Die italienischen Plattenmeister von Frontier Records scheinen derzeit einen Höhenflug zu erleben und sich zur AOR- bzw. Hard Rock-Hochburg zu mausern. Können die Napolitaner mit WHITESNAKE nicht nur einen hochkarätigen Zugang vermelden, nein, auch die BAD COMPANY-Frontlegende BRIAN HOWE, der seinerzeit Paul Rodgers am Mikro der Rock-Institution abgelöst hat, kann via Frontier Records sein zweites offizielles Soloalbum veröffentlichen. Der Mann, der auch schon für TED NUGENT Vocals eingesungen hat, liefert mit "Circus Bar" ein astreines AOR-Album ab, das man in dieser Form nur bedingt erwarten konnte.

Über 13 Jahre ist es bereits her, dass HOWE sein Solodebüt "Tangled In Blue" (später in "Touch" umbenannt) veröffentlicht hat und den damals eingeschlagenen Kurs setzt der Mann auch auf "Circus Bar" fort.
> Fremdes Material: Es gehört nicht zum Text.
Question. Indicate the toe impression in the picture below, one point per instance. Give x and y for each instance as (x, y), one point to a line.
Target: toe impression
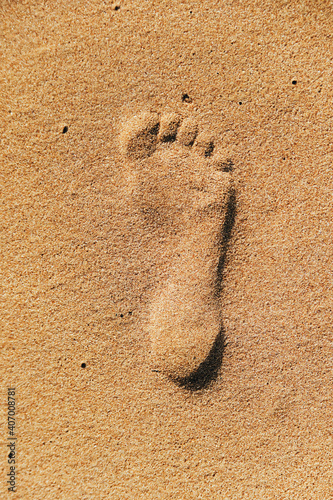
(139, 137)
Einziger Unterschied: Das Material wirkt noch um eine Spur radiotauglicher und auch die Produktion wurde an das fortgeschrittene Jahr 2010 angepasst. BRIAN HOWE hat sich auf Guatemala zurückgezogen, um die hier gebotenen Songs zu schreiben und sie später mit einigen Kollegen auf Konserve zu pressen. Wie gesagt, der geneigt FOREIGNER- und SURVIVOR-Fan, der mit massenkompatiblem Stadionrock und angepassten Balladen kein Problem hat, hat in "Circus Bar" mit Sicherheit eines der Highlights des heurigen Musikjahres gefunden.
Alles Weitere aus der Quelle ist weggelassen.